Sustained antiproliferative mechanisms by RB24, a targeted precursor of multiple inhibitors of epidermal growth factor receptor and a DNA alkylating agent in the A431 epidermal carcinoma of the vulva cell line

Abstract

Recently, with the purpose of enhancing the potency of epidermal growth factor receptor (EGFR)-based therapies, we designed a novel strategy termed 'Cascade-release targeting' that seeks to develop molecules capable of degrading to multiple tyrosine kinase (TK) inhibitors and highly reactive electrophiles, in a stepwise fashion. Here we report on the first prototype of this model, RB24, a masked methyltriazene, that in addition to being an inhibitor on its own was designed to degrade to RB14, ZR08, RB10+a DNA alkylating methyldiazonium species. The cascade degradation of RB24 requires the generation of two reactive electrophiles: (a) an iminium ion and (b) a methyldiazonium ion. Thus, we surmise that these species could alkylate the active site of EGFR, thereby irreversibly blocking its action and that DNA damage could be induced by the methyldiazonium. Using the EGFR-overexpressing human epidermoid carcinoma of the vulva cell line, A431, we demonstrate herein that (a) RB24 and its derived species (e.g. RB14, ZR08) irreversibly inhibit EGFR autophosphorylation, (b) RB24 induced significant levels of DNA strand breaks, (c) sustained inhibition of EGFR by RB24 was associated with blockade of MAPK activation and c-fos gene expression, (d) RB24 induced irreversible cell growth inhibition with a 100-fold greater potency than Temodaltrade mark, a clinical methyltriazene.
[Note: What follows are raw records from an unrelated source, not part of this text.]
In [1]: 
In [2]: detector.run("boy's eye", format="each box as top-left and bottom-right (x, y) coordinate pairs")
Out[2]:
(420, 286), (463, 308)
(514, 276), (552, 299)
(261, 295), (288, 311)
The pronounced growth inhibitory potency of RB24 was attributed to its ability to simultaneously damage DNA and irreversibly block EGFR TK activity.

Figure 1

Selective inhibition of EGFR autophosphorylation in intact cells by RB24. Serum-starved A431 cells were preincubated for 2 h with the indicated concentrations of RB24 prior to stimulation with EGF for 15 min. An equal amount of cell lysates was analysed by Western blotting using antiphosphotyrosine antibodies. Membranes were stripped of antiphosphotyrosine and reprobed with anti-EGFR antibodies as a loading control. Band intensities were measured using the SynGene GeneTools software package.

Figure 2

Reverse EGFR autophosphorylation in the presence of RB24, RB14, ZR08 and RB10 in A431 cells. (A) Duplicate sets of cells were treated with 30 μM of designated compound to be tested as a reversible EGFR inhibitor for 90 min. One set of cells was then stimulated with EGF for 15 min, and extracts were made as described under the Western blotting procedure. The other set of cells was washed free of the compound with serum-free media, incubated for 2 h, and further washed twice and incubated for 4 h. This set of cells was then stimulated with EGF, and extracts were made similar to the first set. (B) Comparison between the inhibition of autophosphorylation activity induced by RB24, RB14, ZR08 and RB10. The film was scanned and band intensities were quantified using Syngene GeneTools software. Values are percentage of control of phosphotyrosine/EGFR.

Figure 3

Effect of RB24 on Erk1,2 activation in A431 cells. Serum-starved cells were preincubated for 2 h with the indicated concentrations of RB24 prior to stimulation with EGF for 15 min. Protein lysates were obtained and Western blot was performed as described by Tari and Lopez-Berestein (2000).

Figure 4

Effect of RB24 on c-fos gene expression in A431 cells. Serum-starved cells were preincubated for 2 h with the indicated concentrations of RB24 prior to stimulation with EGF for 30 min. Quantitative analysis of c-fos and G3PDH was preformed by RT–PCR as described in Materials and methods.

Figure 5

Quantitation of DNA damage using the alkaline comet assay. Tail moment was used as a parameter for the detection of DNA damage in A431 cells exposed to RB24, RB14 and RB10 for 30 min. Each point represents at least two independent experiments.

Figure 6

Irreversible growth inhibition for RB24, RB14, ZR08, RB10 and TEM in A431 cells. Cells were exposed to (A) RB24, (B) RB14, (C) ZR08, (D) RB10 or (E) TEM for 2, 8, 12, 24 or 48 h following recovery for a total of 96 h. Cell growth was measured using SRB assay. Each point represents at least two independent experiments run in triplicate.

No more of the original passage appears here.